My tummy tuck is scheduled for May 16th. I am...
My tummy tuck is scheduled for May 16th. I am anxious, nervous and excited all at the same time. I have had 2 stomachs ever since i can remember upper and a lower..lol. After i had my daughter things didnt get any better, i had to have an emergency c-section which left me with a scar, a stretched out stomach and clearly a tiger attacked me as well. I cannot wait to actually look down and be able to see my vagina without lifting up my stomach (just saying) tmi, i know. I have a beautiful 3yr old and do not want any more kids due to almost dying when i had her, i might adopt but i just cant do it again...well i will post more later and definitely my before pics. Do far i have purchased the folloeing for my TT:
I dtill have to purchase some MOM , silicone scar sheets and im gonna get some bromela and some arnica montana
13 days and counting!
Getting nervous, just 10 days away, I cant stop...
Getting nervous, just 10 days away, I cant stop thinking about my tt, I had hoped to upload my before pics, my doc took some before shots of me last week and I had hoped they were uploaded to my profile on mytouchmd but no luck yet. Maybe I will get my mom to take some before shots of me later tonight. Mom has not been very supportive about this, one minute she tells me she is not gonna pick me up, the next minute she is, thats very stressful, I think I have developed a boil under my arm, I hope this doesnt affect my surgery in any way, I will try to get rid of it in the next 10 days, anybody know any good remedies for boils, well I have tired myself out thinking about my tt, im gonna call it a night.
Today was rough, i was going back and forth in my...
Today was rough, i was going back and forth in my mind with 101 reasons why i shouldnt have a tt, but i am definitely going forward. 9more days.
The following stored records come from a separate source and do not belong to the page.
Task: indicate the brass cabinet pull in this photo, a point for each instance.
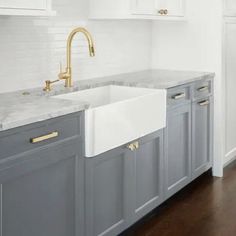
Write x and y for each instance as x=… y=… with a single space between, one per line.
x=44 y=137
x=204 y=103
x=202 y=89
x=162 y=12
x=179 y=96
x=133 y=146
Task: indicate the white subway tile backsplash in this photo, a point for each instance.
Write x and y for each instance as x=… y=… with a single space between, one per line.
x=31 y=49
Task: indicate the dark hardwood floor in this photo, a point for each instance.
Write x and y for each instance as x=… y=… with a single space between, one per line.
x=205 y=208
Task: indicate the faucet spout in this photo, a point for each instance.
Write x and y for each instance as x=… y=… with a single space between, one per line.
x=69 y=44
x=67 y=75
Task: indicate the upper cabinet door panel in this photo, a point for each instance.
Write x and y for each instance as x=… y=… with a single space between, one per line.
x=24 y=4
x=173 y=7
x=230 y=7
x=145 y=7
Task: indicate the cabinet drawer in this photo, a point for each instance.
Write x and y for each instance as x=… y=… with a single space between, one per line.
x=178 y=95
x=29 y=137
x=202 y=89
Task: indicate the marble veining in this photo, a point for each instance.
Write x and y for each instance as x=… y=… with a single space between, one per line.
x=17 y=109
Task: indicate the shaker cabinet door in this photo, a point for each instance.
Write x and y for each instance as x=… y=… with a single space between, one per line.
x=201 y=136
x=147 y=191
x=107 y=185
x=144 y=7
x=42 y=195
x=172 y=7
x=177 y=150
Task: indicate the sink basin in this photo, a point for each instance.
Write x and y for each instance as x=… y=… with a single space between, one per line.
x=118 y=115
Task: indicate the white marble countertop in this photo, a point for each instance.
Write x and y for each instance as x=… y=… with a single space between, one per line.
x=17 y=109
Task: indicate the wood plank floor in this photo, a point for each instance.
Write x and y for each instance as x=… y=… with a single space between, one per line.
x=205 y=208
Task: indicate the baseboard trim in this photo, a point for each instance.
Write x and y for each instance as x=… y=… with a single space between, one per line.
x=230 y=157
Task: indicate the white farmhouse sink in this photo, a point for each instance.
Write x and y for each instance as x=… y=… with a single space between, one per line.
x=118 y=115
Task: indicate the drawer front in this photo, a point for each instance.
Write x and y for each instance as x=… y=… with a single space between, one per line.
x=202 y=89
x=178 y=96
x=29 y=137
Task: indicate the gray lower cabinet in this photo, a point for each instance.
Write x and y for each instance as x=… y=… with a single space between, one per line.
x=41 y=190
x=123 y=185
x=107 y=192
x=201 y=136
x=177 y=159
x=147 y=175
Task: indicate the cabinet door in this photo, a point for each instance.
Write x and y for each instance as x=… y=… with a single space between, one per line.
x=107 y=187
x=43 y=195
x=177 y=149
x=230 y=7
x=174 y=7
x=147 y=185
x=145 y=7
x=201 y=136
x=24 y=4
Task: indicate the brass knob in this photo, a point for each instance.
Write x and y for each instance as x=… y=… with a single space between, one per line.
x=133 y=146
x=47 y=87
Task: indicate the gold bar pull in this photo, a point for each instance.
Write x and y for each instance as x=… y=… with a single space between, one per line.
x=44 y=137
x=202 y=89
x=204 y=103
x=133 y=146
x=179 y=96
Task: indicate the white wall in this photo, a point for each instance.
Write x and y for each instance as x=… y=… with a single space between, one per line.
x=195 y=45
x=32 y=48
x=230 y=71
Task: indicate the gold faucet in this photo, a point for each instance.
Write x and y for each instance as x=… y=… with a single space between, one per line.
x=67 y=74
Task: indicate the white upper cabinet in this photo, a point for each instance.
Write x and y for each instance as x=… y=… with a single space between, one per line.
x=174 y=8
x=26 y=7
x=137 y=9
x=230 y=7
x=145 y=7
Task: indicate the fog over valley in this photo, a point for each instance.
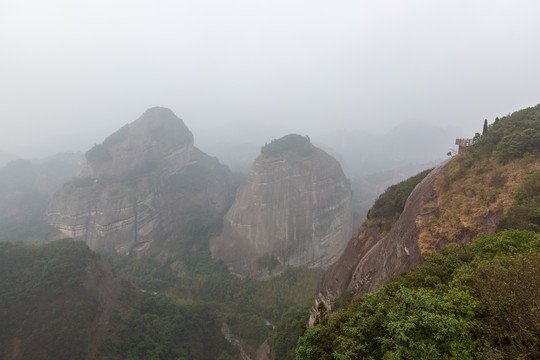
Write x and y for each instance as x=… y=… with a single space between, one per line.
x=269 y=180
I took off work for a week and a half which comes out to be about 13 days i dont go back until the 28th so i am hoping i have myself together by then. I am confused about compression garments do i need to buy one or ifone will be provided for me, i guess i should call the doc and find out. Well in 2 more days i will need to start washing my tummy with the hibiclens, its getting real, wow, i cant believe im really gonna do this.
Wow, i cant believe how the days are flying by, in...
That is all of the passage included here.